Braque’s works of this period marked a stylistic change toward muted colour palettes and simple geometric forms.
Art critic Louis Vauxcelles commented that Braque reduced everything in his painting to cubes, leading to the adoption of the label Cubism several years later.
This work is one of several paintings Braque produced of the village of L’Estaque in France. It was a popular subject among artists, especially Impressionists. Paul Cézanne in particular painted many pieces depicting the area.
Following Cézanne’s death in 1906, a large exhibit of his works was shown in Paris the next year. This exhibition was an important inspiration for Braque and other Cubist painters.
Until this point, Braque had been painting in the Fauvist style, but, after seeing Cézanne’s work, began to experiment, as seen in this piece. Houses at l'Estaque uses a muted, earthy colour palette, which became a staple of Braque’s work.
He has also broken the traditional rules of perspective: there is no central vanishing point and the foreground is impossible to distinguish from the background.
Most important, though, is the simplification of the houses and trees in the painting to their barest geometric forms, while paradoxically using shading to create depth within these shapes.

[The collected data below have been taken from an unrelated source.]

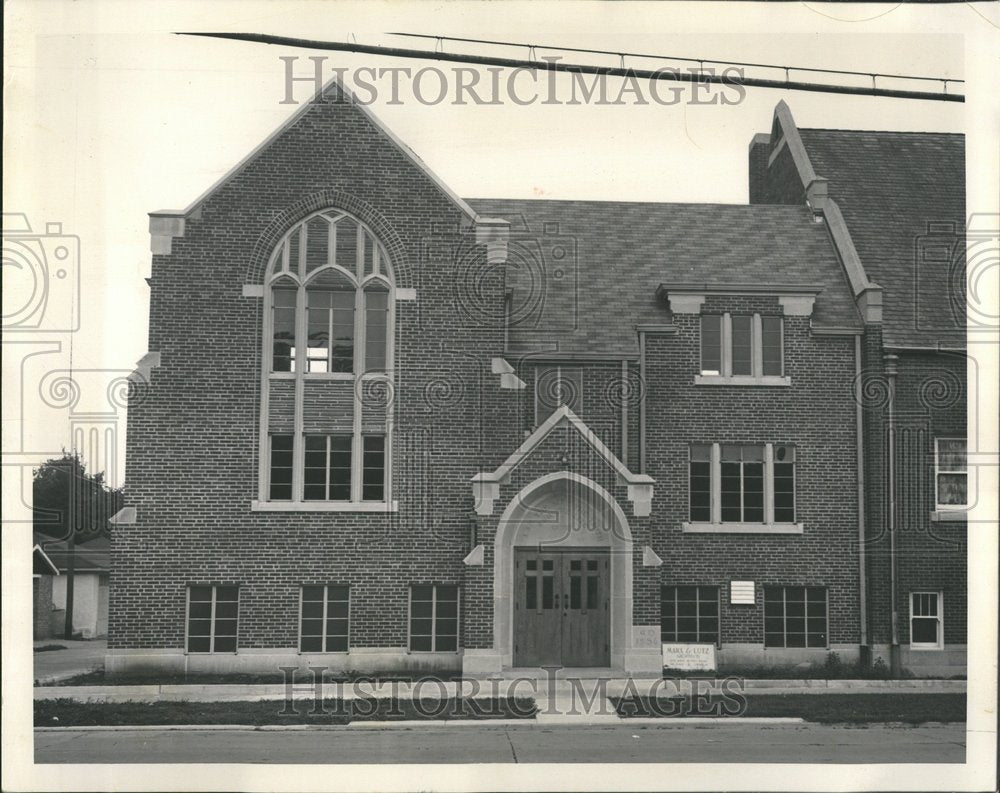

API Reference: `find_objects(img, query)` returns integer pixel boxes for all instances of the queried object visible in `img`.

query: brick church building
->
[108,83,967,679]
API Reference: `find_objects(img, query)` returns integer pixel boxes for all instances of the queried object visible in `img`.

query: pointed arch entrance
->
[494,472,633,670]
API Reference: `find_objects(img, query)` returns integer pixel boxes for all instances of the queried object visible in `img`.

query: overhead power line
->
[175,32,964,103]
[389,32,964,87]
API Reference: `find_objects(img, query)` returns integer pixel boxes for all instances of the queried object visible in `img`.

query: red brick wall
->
[644,295,861,645]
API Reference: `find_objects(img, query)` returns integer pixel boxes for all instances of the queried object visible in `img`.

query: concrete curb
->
[32,716,810,732]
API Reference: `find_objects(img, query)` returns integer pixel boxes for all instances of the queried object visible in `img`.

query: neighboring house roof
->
[32,535,110,574]
[466,198,861,357]
[33,545,60,576]
[797,129,966,348]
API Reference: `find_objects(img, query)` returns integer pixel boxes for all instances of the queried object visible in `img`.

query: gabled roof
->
[467,198,861,356]
[796,128,966,348]
[33,535,110,574]
[33,545,60,576]
[155,76,479,223]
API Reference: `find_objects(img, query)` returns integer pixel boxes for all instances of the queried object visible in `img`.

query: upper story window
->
[934,438,967,510]
[535,365,582,425]
[699,313,785,384]
[267,210,393,376]
[685,442,799,533]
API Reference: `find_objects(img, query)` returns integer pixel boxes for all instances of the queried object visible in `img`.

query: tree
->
[33,452,122,639]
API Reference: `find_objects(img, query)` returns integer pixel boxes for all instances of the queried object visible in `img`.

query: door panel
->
[513,548,610,667]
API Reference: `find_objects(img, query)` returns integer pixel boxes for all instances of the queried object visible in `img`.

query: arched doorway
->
[493,472,633,670]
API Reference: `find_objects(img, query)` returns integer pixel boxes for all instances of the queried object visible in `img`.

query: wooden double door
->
[513,547,610,667]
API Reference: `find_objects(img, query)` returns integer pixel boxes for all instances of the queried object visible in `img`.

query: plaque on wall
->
[662,642,717,671]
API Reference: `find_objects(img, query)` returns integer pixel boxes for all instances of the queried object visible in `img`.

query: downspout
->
[638,331,647,474]
[884,353,901,677]
[855,335,869,666]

While there is some debate as to whether this was the first Cubist landscape or simply a precursor to true Cubism, these elements form the basis of the Cubist style.

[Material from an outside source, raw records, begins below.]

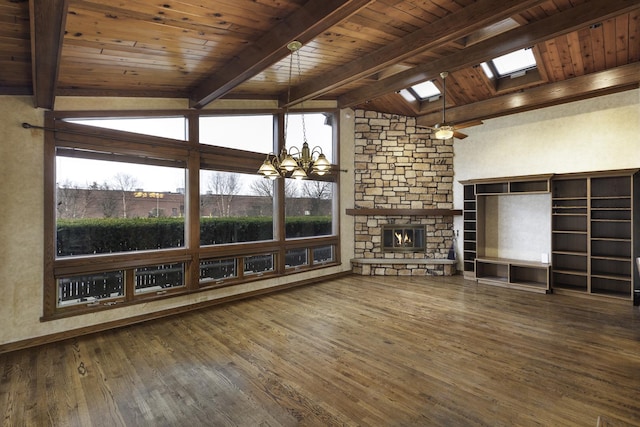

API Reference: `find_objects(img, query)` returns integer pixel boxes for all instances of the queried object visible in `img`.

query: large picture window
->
[285,178,334,238]
[44,110,340,319]
[56,155,186,256]
[199,171,274,245]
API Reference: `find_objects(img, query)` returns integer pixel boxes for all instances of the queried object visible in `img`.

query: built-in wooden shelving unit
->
[462,169,639,303]
[462,184,477,279]
[552,169,639,301]
[461,174,552,290]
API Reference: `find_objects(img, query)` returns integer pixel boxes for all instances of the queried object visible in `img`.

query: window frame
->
[43,109,341,320]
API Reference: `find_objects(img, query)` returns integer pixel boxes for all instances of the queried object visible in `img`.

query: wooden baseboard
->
[0,271,352,355]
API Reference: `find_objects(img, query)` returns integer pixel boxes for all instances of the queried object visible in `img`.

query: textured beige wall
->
[0,96,354,347]
[482,194,552,262]
[453,89,640,264]
[455,89,640,182]
[0,97,46,345]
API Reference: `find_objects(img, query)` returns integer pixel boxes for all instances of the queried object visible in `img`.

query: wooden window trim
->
[42,109,341,320]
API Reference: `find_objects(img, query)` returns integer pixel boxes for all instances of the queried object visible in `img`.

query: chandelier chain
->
[294,48,308,145]
[256,40,331,179]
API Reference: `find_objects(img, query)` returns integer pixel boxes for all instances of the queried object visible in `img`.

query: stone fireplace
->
[349,110,458,276]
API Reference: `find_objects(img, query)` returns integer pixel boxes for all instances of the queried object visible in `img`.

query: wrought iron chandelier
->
[257,41,331,180]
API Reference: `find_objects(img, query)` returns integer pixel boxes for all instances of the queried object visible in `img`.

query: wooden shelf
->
[475,257,551,293]
[345,208,462,216]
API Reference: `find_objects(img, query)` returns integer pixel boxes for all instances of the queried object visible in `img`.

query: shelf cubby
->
[591,209,631,220]
[552,232,587,253]
[591,258,631,277]
[476,182,508,194]
[553,253,587,273]
[475,259,508,283]
[476,257,550,293]
[591,176,631,198]
[553,215,587,232]
[552,271,588,292]
[510,265,549,289]
[510,180,549,193]
[591,239,631,258]
[552,178,587,199]
[591,221,631,240]
[591,276,632,298]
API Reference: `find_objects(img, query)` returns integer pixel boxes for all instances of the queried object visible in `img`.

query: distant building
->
[56,187,331,219]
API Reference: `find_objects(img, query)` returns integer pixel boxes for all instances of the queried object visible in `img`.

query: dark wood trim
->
[29,0,68,109]
[42,113,57,318]
[4,272,351,355]
[346,208,462,216]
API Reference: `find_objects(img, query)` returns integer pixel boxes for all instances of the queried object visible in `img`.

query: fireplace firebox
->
[382,225,426,253]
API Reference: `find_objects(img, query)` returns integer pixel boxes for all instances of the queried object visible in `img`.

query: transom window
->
[66,116,188,140]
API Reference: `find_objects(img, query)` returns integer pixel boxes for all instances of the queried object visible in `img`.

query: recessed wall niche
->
[480,193,552,262]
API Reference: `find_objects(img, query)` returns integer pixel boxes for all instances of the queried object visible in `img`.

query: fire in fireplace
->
[382,225,426,252]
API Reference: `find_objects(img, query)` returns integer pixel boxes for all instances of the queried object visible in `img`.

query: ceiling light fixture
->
[257,41,331,180]
[434,71,454,140]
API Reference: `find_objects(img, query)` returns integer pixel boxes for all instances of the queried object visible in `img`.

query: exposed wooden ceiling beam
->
[189,0,373,109]
[338,0,640,109]
[284,0,546,107]
[415,62,640,127]
[29,0,68,109]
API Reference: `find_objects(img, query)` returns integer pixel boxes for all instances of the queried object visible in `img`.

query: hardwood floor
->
[2,275,640,426]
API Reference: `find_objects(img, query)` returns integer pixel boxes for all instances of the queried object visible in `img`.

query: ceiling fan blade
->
[453,131,468,139]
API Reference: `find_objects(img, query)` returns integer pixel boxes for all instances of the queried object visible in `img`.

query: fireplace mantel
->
[346,208,462,216]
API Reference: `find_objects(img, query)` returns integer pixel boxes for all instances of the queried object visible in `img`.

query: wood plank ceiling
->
[1,0,638,129]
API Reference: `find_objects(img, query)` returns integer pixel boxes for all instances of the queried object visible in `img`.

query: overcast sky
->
[58,114,333,194]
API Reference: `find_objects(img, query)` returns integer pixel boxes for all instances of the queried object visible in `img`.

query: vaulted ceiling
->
[2,0,639,129]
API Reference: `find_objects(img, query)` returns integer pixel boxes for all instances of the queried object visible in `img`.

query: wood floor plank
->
[2,274,640,426]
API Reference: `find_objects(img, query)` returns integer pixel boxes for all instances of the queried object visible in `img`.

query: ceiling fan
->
[428,72,480,140]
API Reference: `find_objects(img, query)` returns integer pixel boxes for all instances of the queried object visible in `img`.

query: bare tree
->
[301,180,332,215]
[249,178,297,200]
[57,180,88,219]
[112,173,138,218]
[302,180,332,199]
[207,172,241,217]
[95,181,118,218]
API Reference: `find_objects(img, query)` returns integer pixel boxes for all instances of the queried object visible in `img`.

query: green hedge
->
[57,216,332,256]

Braque’s experimental works were initially ill-received, with his series of six landscapes of l’Estaque, including this piece, knocked back by the Salon d'Automne.
They were later shown at Daniel-Henri Kahnweiler's gallery in Paris. In the following years, Braque began to work in partnership with Pablo Picasso, who had developed a similar style. Together the two established Cubism, which proved to be the most prolific movement of the 20th century.